In Asia, Dr. Albert Ko's project, “Research Mentoring and Building Capacity of underrepresented Minority Research Scientists in India," received a DEI supplement. The new grant will assist junior and mid-career scientists from underrepresented Indian minorities—women, scheduled castes and tribes, and religious minorities—to become better mentors to young scientists from similar underrepresented backgrounds. Finally, Fogarty also provided DEI funding to Dr. Virasakdi Chongsuvivatwong's project, “Research training and Capacity Strengthening for LMIC in Southeast Asia," to train Muslim women faculty and bachelor's degree graduates from ethnic minority groups in Sumatra, Indonesia. 

Additional benefits of awards

“In aggregate, these 14 supplements may potentially reach hundreds of new underrepresented trainees that would not otherwise be exposed to research training," said Dr.
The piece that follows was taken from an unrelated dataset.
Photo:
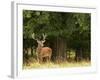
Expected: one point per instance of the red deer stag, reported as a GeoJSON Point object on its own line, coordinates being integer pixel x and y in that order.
{"type": "Point", "coordinates": [41, 51]}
Flora Katz, Director of Fogarty's Division of International Training and Research. She administers the DEI initiative together with the Center's extramural program officers and grants management staff. “An expected, additional benefit is that these training programs will engage new institutions—those located in the areas where these underrepresented trainees live," Katz added. Such new partnerships are likely to have a sustainable impact, with collaborating institutions possibly becoming included in future grant renewals. 

Dr. Peter Kilmarx, acting director of Fogarty, concluded, “A diverse global health workforce increases the creativity and robustness of scientific research while also increasing the probability that the health needs of all populations within society will be addressed."